In [270]:
import numpy as np
import matplotlib.pyplot as plt
from numpy import random
from scipy.optimize import minimize

In [271]:
def generate_data():

  """ Generate data to be fitted by multiple regression """

  # Set random seed
  random.seed(0)

  # Generate 4 dimensional data (3 inputs + 1 output)
  # Inputs are all random number in range [0, 1]
  # Output depends linearly on some input parameters
  npoint = 50
  x1 = random.rand(npoint)
  x2 = random.rand(npoint)
  x3 = random.rand(npoint)
  noise = random.randn(npoint) * 0.1
  y = 1.0 + 2.0*x1 + 3.0*x2 + noise

  return x1, x2, x3, y

In [272]:
def rss_3param(p, x1, x2, x3, y):
  """ Calculate RSS for 3-input fit, to be minimized """
  ymodel = p[0] + p[1]*x1 + p[2]*x2 + p[3]*x3
  rss = np.sum((y - ymodel)**2)
  return rss

In [273]:
def fit_3param(x1, x2, x3, y):
  """ Fit 3-input function to data, return RSS and best-fit parameters """
  p0 = [1.0, 1.0, 1.0, 1.0]
  out = minimize(rss_3param, p0, args=(x1, x2, x3, y))
  rss = rss_3param(out.x, x1, x2, x3, y)
  return rss, out.x

In [274]:
def rss_2param(p, x1, x2, y):
  """ Calculate RSS for 2-input fit, to be minimized """
  ymodel = p[0] + p[1]*x1 + p[2]*x2
  rss = np.sum((y - ymodel)**2)
  return rss

In [275]:
def fit_2param(x1, x2, y):
  """ Fit 2-input function to data, return RSS and best-fit parameters """
  p0 = [1.0, 1.0, 1.0]
  out = minimize(rss_2param, p0, args=(x1, x2, y))
  rss = rss_2param(out.x, x1, x2, y)
  return rss, out.x

In [276]:
def rss_1param(p, x, y):
  """ Calculate RSS for 1-input fit, to be minimized """
  ymodel = p[0] + p[1]*x
  rss = np.sum((y - ymodel)**2)
  return rss

In [277]:
def fit_1param(x, y):
  """ Fit 1-input function to data, return RSS and best-fit parameters """
  p0 = [1.0, 1.0]
  out = minimize(rss_1param, p0, args=(x, y))
  rss = rss_1param(out.x, x, y)
  return rss, out.x

In [278]:
def rss_0param(p, y):
  """ Calculate RSS for 0-input (constant) fit, to be minimized """
  ymodel = p[0]
  rss = np.sum((y - ymodel)**2)
  return rss

In [279]:
def fit_0param(y):
  """ Fit 0-input (constant) to data, return RSS and best-fit parameters """
  p0 = [1.0]
  out = minimize(rss_0param, p0, args=(y))
  rss = rss_0param(out.x, y)
  return rss, out.x

In [280]:
def cp(rss, n, d, sigma_square):
  """ Calculate the Mallows's Cp parameter """
  cp = (rss + 2.0 * d * sigma_square) / n
  return cp

In [281]:
def aic(rss, n, d, sigma_square):
  """ Calculate the Akaike Information Criteria (AIC) """
  aic = (rss + 2.0 * d * sigma_square) / n / sigma_square
  return aic

In [282]:
def bic(rss, n, d, sigma_square):
  """ Calculate the Bayesian Information Criteria (BIC) """
  bic = (rss + np.log(n) * d * sigma_square) / n / sigma_square
  return bic

In [283]:
def subset_selection():

  """ Main function to illustrate subset selection.
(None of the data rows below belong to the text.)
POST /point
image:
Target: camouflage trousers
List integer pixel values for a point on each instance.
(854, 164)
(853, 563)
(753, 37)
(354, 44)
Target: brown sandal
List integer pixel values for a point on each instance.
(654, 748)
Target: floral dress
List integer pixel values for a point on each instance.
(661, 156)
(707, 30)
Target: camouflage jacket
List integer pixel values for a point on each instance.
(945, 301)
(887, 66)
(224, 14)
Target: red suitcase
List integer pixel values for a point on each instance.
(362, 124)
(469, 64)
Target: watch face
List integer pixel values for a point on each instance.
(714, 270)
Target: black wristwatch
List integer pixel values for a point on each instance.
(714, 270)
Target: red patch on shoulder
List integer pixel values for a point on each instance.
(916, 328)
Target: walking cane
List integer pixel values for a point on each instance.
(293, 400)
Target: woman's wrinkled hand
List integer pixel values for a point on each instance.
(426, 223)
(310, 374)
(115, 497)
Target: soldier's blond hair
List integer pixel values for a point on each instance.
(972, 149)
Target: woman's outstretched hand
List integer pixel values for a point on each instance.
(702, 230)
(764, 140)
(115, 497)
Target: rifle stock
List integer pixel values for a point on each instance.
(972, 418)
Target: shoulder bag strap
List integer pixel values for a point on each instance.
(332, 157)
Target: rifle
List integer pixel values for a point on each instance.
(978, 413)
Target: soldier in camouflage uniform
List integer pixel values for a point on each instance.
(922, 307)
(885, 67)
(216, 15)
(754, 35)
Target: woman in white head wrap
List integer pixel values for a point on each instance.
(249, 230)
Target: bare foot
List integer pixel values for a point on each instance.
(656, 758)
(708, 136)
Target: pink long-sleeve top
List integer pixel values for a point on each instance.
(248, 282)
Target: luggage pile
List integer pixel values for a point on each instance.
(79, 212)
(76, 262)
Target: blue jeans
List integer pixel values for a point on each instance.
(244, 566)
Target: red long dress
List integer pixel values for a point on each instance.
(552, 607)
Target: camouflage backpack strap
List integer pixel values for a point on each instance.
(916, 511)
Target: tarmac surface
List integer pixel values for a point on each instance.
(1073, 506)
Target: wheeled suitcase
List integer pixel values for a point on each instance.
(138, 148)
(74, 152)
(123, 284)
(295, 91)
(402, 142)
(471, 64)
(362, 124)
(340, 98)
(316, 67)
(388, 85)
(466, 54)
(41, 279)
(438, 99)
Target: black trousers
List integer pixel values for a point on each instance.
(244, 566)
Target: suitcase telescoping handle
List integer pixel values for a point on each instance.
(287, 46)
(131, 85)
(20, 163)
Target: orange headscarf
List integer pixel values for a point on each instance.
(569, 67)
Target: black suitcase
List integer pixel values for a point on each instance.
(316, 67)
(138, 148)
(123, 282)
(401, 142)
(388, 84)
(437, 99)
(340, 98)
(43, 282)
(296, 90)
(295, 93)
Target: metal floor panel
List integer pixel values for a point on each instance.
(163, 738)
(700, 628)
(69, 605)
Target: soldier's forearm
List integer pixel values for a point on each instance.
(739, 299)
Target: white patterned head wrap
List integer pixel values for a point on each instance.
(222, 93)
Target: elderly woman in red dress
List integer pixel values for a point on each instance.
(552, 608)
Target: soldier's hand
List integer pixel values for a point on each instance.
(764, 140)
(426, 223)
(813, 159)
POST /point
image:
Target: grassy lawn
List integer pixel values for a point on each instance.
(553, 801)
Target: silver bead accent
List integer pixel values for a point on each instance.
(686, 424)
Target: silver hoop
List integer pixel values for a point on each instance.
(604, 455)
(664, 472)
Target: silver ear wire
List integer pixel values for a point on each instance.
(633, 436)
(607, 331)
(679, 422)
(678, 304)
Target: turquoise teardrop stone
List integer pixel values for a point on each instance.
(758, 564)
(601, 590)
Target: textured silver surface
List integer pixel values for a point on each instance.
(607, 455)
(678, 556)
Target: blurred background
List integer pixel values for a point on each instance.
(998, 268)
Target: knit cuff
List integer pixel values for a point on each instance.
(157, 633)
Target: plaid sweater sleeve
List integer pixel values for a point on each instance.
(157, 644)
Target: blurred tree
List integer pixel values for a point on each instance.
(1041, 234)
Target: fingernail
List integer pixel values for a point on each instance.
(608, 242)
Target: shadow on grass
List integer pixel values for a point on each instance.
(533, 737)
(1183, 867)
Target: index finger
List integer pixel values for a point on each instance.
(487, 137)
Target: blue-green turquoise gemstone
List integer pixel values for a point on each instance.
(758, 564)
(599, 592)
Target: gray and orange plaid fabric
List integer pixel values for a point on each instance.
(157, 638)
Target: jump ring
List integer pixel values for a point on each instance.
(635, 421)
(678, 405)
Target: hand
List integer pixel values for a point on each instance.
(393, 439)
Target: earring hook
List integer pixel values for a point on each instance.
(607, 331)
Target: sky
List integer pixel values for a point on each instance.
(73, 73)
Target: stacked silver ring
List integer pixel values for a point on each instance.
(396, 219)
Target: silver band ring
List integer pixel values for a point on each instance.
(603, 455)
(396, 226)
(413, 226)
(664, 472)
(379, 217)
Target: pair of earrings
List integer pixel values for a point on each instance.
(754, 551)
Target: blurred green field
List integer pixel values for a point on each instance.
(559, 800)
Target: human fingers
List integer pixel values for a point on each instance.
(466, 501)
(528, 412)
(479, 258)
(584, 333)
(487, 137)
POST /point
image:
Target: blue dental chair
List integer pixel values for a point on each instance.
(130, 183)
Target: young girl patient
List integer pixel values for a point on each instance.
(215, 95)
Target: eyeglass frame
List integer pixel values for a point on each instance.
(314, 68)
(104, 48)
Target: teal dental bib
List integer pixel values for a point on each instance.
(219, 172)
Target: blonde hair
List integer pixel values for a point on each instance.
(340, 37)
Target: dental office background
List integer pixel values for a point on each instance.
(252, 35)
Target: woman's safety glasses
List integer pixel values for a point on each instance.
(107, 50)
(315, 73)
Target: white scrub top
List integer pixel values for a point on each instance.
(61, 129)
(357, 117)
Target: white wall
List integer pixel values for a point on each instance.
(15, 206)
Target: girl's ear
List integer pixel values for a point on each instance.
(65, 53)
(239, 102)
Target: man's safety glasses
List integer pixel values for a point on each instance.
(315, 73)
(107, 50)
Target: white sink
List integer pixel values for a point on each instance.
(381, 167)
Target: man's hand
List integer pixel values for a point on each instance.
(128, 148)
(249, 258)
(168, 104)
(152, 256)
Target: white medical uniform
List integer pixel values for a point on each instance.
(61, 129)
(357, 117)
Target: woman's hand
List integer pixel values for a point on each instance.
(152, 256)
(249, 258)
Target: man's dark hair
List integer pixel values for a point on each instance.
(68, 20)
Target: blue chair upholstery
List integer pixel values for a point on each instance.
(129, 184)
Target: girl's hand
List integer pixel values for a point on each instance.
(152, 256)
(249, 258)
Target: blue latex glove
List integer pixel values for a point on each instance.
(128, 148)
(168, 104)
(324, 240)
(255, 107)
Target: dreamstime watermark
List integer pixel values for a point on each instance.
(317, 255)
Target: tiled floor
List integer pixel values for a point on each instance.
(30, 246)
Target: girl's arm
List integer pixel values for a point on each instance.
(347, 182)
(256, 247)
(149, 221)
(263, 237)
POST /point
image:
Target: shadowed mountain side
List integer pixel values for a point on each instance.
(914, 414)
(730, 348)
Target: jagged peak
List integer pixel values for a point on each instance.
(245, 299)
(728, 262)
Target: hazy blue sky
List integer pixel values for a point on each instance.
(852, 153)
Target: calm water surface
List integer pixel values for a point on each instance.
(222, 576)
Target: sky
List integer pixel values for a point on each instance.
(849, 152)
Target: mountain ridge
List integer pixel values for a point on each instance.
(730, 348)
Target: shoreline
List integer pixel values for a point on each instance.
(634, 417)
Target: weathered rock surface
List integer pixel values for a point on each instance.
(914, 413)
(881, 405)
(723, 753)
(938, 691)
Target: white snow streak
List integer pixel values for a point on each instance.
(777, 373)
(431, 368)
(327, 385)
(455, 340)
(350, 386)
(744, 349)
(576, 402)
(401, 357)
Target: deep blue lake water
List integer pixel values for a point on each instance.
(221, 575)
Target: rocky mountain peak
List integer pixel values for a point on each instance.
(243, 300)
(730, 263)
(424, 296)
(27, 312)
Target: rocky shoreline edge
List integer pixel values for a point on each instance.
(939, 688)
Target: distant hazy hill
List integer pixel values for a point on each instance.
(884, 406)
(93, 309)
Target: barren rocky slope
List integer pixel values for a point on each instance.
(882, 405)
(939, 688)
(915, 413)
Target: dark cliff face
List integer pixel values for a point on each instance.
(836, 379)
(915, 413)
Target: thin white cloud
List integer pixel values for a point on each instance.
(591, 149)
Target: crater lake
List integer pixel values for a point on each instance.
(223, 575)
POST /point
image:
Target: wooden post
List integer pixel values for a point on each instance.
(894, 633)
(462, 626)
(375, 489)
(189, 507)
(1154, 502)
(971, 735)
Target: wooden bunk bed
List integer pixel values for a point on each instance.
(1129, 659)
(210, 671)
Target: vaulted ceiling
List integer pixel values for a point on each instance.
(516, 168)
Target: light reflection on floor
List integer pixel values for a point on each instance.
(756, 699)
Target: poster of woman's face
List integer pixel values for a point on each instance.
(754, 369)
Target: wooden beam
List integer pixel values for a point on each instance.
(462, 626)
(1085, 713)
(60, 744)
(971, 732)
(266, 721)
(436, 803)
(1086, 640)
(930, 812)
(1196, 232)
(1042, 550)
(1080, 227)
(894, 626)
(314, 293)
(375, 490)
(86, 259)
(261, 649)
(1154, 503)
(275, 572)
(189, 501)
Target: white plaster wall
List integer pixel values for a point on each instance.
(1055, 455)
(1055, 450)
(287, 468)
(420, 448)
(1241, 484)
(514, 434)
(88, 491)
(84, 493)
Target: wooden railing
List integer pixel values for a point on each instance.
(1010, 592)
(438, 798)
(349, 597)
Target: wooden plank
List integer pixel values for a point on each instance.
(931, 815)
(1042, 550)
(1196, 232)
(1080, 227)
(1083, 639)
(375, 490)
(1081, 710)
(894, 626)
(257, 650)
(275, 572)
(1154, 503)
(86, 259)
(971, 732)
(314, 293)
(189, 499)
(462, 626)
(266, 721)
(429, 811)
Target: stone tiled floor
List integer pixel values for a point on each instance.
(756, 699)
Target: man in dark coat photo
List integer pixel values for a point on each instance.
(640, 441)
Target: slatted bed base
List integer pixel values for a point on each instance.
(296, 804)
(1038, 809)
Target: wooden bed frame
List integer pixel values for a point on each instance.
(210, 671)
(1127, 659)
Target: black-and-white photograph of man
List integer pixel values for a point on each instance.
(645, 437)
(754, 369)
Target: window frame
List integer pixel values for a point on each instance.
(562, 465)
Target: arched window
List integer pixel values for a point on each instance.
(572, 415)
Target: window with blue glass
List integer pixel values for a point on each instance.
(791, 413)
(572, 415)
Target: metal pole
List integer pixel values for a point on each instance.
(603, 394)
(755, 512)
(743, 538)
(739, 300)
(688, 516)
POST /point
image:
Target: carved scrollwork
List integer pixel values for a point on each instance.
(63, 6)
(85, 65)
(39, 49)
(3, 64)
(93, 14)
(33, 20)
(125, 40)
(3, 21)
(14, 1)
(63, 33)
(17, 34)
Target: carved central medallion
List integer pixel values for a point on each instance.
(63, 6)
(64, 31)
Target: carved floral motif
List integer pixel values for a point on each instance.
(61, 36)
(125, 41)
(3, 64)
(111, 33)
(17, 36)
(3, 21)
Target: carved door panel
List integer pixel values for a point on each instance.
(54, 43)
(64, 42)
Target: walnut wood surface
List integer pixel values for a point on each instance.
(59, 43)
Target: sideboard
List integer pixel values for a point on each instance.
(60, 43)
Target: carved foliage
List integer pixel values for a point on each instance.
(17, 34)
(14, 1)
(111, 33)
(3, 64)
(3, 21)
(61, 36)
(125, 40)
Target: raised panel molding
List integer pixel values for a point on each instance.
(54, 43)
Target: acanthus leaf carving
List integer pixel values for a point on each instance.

  This function takes 4-dimensional data (3 inputs, 1 output) and fit the
  data with all possible combinations of inputs (total of 8 combinations).
  For each fit, the best-fit parameters, RSS, AIC and BIC are printed out.
  """

  # Get the data
  x1, x2, x3, y = generate_data()

  # Header of the table format and formatted string to print output
  # Read "Format Specification Mini-Language" for more details
  headstr = "Model      Beta0   Beta1   Beta2   Beta3     RSS      AIC      BIC"
  print(headstr)
  print("="*len(headstr))
  outstr = "{0:8s}  {1:6.3f}  {2:6.3f}  {3:6.3f}  {4:6.3f}  {5:6.3f}  {6:7.3f}  {7:7.3f}"

  # Model with all 3 inputs
  rss123, p123 = fit_3param(x1, x2, x3, y)
  sigma_square = rss123 / len(y)
  cp123 = cp(rss123, len(y), 4, sigma_square)
  aic123 = aic(rss123, len(y), 4, sigma_square)
  bic123 = bic(rss123, len(y), 4, sigma_square)
  print(outstr.format("x1/x2/x3", p123[0], p123[1], p123[2], p123[3], rss123, aic123, bic123))

  # Models with 2 inputs (3 variations)
  rss12, p12 = fit_2param(x1, x2, y)
  aic12 = aic(rss12, len(y), 3, sigma_square)
  bic12 = bic(rss12, len(y), 3, sigma_square)
  rss13, p13 = fit_2param(x1, x3, y)
  aic13 = aic(rss13, len(y), 3, sigma_square)
  bic13 = bic(rss13, len(y), 3, sigma_square)
  rss23, p23 = fit_2param(x2, x3, y)
  aic23 = aic(rss23, len(y), 3, sigma_square)
  bic23 = bic(rss23, len(y), 3, sigma_square)
  print(outstr.format("x1/x2", p12[0], p12[1], p12[2], 0.0, rss12, aic12, bic12))
  print(outstr.format("x1/x3", p13[0], p13[1], 0.0, p13[2], rss13, aic13, bic13))
  print(outstr.format("x2/x3", p23[0], 0.0, p23[1], p23[2], rss23, aic23, bic23))

  # Models with 1 inputs (3 variations)
  rss1, p1 = fit_1param(x1, y)
  aic1 = aic(rss1, len(y), 2, sigma_square)
  bic1 = bic(rss1, len(y), 2, sigma_square)
  rss2, p2 = fit_1param(x2, y)
  aic2 = aic(rss2, len(y), 2, sigma_square)
  bic2 = bic(rss2, len(y), 2, sigma_square)
  rss3, p3 = fit_1param(x3, y)
  aic3 = aic(rss3, len(y), 2, sigma_square)
  bic3 = bic(rss3, len(y), 2, sigma_square)
  print(outstr.format("x1", p1[0], p1[1], 0.0, 0.0, rss1, aic1, bic1))
  print(outstr.format("x2", p2[0], 0.0, p2[1], 0.0, rss2, aic2, bic2))
  print(outstr.format("x3", p3[0], 0.0, 0.0, p3[1], rss3, aic3, bic3))

  # Model with zero inputs
  rss0, p0 = fit_0param(y)
  aic0 = aic(rss0, len(y), 1, sigma_square)
  bic0 = bic(rss0, len(y), 1, sigma_square)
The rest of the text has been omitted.